Todos nós iremos para o céu, até eu... dizia a música. Devemos acreditar que Michel Polnareff foi resolutamente positivo, ou que não se deu ao trabalho de examinar as crenças do antigo Egito! Porque chegar ao outro mundo, que não tem nada de muito comparável ao paraíso cristão e é representado de maneira totalmente diferente de acordo com os tempos e os lugares, é uma verdadeira corrida de obstáculos! Esta vida de prazer em uma vida após a morte um tanto vaga é primeiro reservada para as elites antes de se abrir para as classes mais baixas. O corpo deve se beneficiar de um enterro e ser íntegro para poder se regenerar. Portanto, é necessário proceder à mumificação, um empreendimento relativamente desigual, dependendo de seus meios. Nos túmulos reais, encontramos textos funerários, “autobiografias” do falecido, destacando seu rigor moral durante sua vida terrena, elemento essencial para provar sua boa fé no outro mundo, mesmo que isso signifique copiar o texto do túmulo do próximo. Feitos os preparativos, o morto deve se encontrar com o “ferryman”, que o orienta e o questiona. Ele deve saber de cor todos os ritos e fórmulas do mundo funerário, os nomes das regiões e seus guardiões, caso contrário ele ficará preso na costa deste mundo.

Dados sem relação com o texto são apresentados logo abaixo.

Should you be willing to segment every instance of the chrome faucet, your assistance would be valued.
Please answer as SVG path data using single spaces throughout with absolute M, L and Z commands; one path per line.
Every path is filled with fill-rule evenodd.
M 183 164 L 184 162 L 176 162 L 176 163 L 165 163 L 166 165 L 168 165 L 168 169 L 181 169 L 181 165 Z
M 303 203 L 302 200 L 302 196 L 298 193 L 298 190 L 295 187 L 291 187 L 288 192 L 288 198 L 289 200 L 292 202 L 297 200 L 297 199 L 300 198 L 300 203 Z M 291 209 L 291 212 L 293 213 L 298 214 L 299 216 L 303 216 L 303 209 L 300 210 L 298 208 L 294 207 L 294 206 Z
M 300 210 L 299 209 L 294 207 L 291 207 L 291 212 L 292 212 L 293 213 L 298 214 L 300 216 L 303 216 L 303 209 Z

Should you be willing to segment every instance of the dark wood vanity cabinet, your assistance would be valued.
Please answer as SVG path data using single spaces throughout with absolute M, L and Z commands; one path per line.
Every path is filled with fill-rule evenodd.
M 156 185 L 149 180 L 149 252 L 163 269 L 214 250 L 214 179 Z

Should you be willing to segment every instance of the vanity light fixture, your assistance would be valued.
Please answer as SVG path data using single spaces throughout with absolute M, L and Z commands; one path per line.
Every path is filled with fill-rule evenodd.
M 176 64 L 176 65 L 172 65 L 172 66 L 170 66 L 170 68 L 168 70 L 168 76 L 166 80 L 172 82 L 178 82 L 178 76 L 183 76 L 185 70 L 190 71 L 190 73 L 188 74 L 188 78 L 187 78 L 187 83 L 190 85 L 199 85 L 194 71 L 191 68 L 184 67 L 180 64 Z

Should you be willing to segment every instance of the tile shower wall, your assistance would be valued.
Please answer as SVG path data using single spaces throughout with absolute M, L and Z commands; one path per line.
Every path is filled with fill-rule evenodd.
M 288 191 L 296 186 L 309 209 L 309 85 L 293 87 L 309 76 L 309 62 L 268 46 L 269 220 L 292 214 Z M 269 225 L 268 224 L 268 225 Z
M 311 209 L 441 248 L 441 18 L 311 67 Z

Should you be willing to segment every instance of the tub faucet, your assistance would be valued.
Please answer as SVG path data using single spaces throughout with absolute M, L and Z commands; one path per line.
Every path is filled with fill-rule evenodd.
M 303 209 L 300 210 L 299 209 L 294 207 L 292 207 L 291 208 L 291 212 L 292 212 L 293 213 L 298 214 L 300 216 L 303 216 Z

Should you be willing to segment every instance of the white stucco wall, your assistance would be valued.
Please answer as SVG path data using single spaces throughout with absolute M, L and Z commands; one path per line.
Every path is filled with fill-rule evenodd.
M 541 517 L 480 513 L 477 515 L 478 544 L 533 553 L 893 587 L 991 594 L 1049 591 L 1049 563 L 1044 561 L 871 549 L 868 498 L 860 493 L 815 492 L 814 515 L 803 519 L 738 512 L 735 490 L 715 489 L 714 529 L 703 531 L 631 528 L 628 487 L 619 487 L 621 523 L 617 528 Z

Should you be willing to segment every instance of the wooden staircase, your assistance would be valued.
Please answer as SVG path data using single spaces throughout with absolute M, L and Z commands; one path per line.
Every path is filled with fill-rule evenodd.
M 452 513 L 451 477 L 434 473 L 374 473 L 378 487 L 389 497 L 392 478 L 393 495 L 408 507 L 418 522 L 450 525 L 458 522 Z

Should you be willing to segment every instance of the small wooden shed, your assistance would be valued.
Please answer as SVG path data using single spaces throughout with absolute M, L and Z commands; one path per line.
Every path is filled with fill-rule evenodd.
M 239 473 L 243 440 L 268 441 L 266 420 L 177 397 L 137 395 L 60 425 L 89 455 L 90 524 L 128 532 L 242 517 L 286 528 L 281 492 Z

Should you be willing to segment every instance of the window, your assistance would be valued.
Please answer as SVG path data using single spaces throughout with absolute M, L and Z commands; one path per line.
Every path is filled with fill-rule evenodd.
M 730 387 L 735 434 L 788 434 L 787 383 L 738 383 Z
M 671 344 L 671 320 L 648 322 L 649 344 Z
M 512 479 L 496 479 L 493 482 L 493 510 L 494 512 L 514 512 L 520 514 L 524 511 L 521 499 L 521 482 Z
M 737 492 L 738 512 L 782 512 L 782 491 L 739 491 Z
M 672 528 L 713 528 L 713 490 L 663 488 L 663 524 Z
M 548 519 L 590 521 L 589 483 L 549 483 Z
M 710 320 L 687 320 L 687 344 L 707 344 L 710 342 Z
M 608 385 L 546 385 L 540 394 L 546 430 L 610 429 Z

Depois vem a famosa pesagem do coração, durante a qual o falecido deve provar que foi justo durante sua vida ou então ser devorado por uma criatura com cabeça de crocodilo, corpo de leão e traseiro de hipopótamo. Se ele conseguir, ele deve acompanhar o deus Re em seu barco em uma jornada muito perigosa, onde ele terá que lutar contra muitas criaturas, além de Apophis, a serpente do caos. Os textos funerários adicionam então variantes do que parece para nós ao programa Intervilles. Redes gigantes para evitar, portões protegidos por guardas para passar, hordas de criaturas para matar... a morte entre os egípcios não é fácil!